La Forêt d'envers-monde, suivi de Les dieux demeurent

La Forêt d'envers-monde, suivi de Les dieux demeurent

Thomas Burnett SWANN, André-François RUAUD
FOLIO
466pp - 11,70 €

Bifrost n° 44

Critique parue en octobre 2006 dans Bifrost n° 44

La formule romanesque de Thomas Burnett Swann obéit toujours aux mêmes principes. D'une base historique et mythique, il propose non pas une réécriture, mais une ouverture : ouverture sur des époques, des décors, des figures, au final réinventés de bout en bout. Dans ce livre, on retrouve pêle-mêle les éléments qui font le sel de toutes ses compositions : goût pour la mythologie classique, cadres bucoliques, personnages attachants et gros nénés (on y reviendra).

Passons rapidement sur la nouvelle qui clôt le recueil. « Le peintre » s'attarde de manière cocasse sur la vie et l'œuvre de Jérôme Bosch, mais reste en définitive assez peu représentatif de ce qu'est capable d'écrire TB Swann.

Les deux récits principaux tournent autour de la forêt d'Envers-Monde, située quelque part dans l'archipel britannique, qui préfigure par bien des aspects La Forêt des Mythagos de Robert Holdstock.

Dans le texte éponyme, l'action s'y déroule entièrement. Au XVIIIe siècle, les légendes en ont fait une contrée infréquentable peuplée de vampires, chevaux carnivores, horde de nains en rut. Ce sont ces légendes que se propose de vérifier Deirdre, une jeune romancière invalide et pucelle. La première fois, par goût du risque. La deuxième fois, pour retrouver le poète Thomas Chatterton, entrevu lors du terrifiant premier séjour. Elle est accompagnée d'un marin au trouble passé amoureux, et de sa boulimique Tantine. Etrange trio pour une étrange expédition, où les attendent des fantômes de toutes sortes et de rocambolesques épreuves. La sensualité affleure à toutes les pages ; la débauche est quasi-constante. L'auteur semble d'ailleurs prendre un plaisir particulier à évoquer les parties fines de la Tantine, sa plus voluptueuse création… La jeune Deirdre, on s'en doute, ressortira transfigurée d'une telle aventure : avec une vigueur retrouvée… et déniaisée.

Dans « Les Dieux demeurent », changement d'époque, on est sous le Bas-Empire, Constantin vient de reconnaître le christianisme comme religion officielle de Rome, une parmi d'autres.
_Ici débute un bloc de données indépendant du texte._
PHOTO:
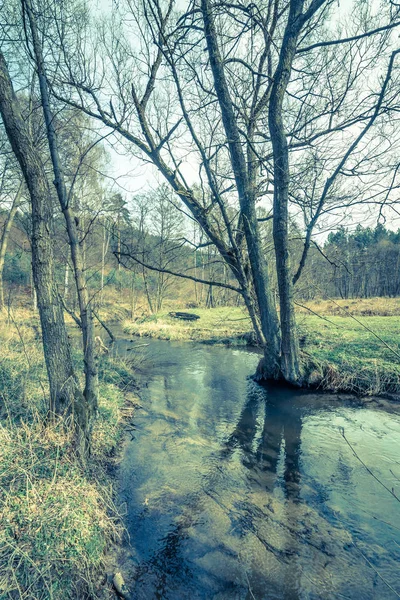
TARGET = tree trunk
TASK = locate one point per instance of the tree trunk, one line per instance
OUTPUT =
(258, 264)
(88, 332)
(4, 239)
(290, 364)
(65, 395)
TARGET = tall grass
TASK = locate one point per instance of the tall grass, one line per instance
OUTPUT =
(57, 517)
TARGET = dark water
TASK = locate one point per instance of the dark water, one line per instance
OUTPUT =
(235, 491)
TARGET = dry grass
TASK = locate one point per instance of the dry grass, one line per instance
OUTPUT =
(57, 517)
(383, 307)
(219, 325)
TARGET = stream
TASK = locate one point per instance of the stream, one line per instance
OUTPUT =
(234, 491)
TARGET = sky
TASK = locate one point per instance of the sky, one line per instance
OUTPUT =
(131, 176)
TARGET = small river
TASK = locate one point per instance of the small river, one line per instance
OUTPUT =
(235, 491)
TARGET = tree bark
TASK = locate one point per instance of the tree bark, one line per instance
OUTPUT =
(88, 333)
(65, 395)
(4, 239)
(290, 364)
(258, 263)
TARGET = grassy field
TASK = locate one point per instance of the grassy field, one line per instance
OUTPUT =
(57, 518)
(339, 353)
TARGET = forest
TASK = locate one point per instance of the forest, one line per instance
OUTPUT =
(199, 299)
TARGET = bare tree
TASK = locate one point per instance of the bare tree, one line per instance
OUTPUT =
(65, 394)
(86, 317)
(273, 96)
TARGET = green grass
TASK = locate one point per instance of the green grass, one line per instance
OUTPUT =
(350, 357)
(338, 352)
(57, 518)
(223, 325)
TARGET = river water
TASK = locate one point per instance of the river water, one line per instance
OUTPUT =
(235, 491)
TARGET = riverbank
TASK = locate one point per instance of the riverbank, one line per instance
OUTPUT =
(352, 352)
(57, 517)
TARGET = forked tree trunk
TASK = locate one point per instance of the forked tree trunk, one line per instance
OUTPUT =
(5, 236)
(290, 363)
(86, 315)
(65, 395)
(258, 263)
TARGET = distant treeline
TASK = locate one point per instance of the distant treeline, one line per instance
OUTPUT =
(361, 263)
(355, 264)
L'Âge d'or est loin cependant, Saturne et Janus ne règnent plus sur le Latium. Les temps sont durs pour les anciens dieux et les esprits de la nature. Il y a Nod, l'esprit du blé qui s'ignore, dont l'œil égrillard ne peut se satisfaire des visions étriquées des chrétiens ; il y a Dylan, un Roane réduit à l'esclavage ; il y a Stella et Tutelina, les avatars d'on ne sait quelles déités de la nature. Les trajectoires des protagonistes vont se croiser au cours d'une mémorable orgie. Mis en fuite par les tenants de la nouvelle foi, ils embarquent pour l'utopie d'Envers-Monde, un voyage aux étapes mouvementées. Styx, labyrinthe, royaumes souterrains, gardien à trois têtes, mers déchaînées, pirates tritons et sirènes aux féroces appétits, courses-poursuites et coïts effrénés, toute la mythologie y passe, avec un je-ne-sais-quoi de suranné, de lyrique, de délicieusement lubrique. Ça change du tout-venant de la fantasy, où on ne voit pas l'ombre d'une verge ou d'un téton, tout le monde étant terriblement occupé à sauver le monde.

Malice, magie des sens et magie des mots, Thomas Burnett Swann réussit dans La Forêt d'envers-monde la parfaite combinaison entre humour, culture et plaisir. Un roman à lire comme il a été écrit : avec générosité.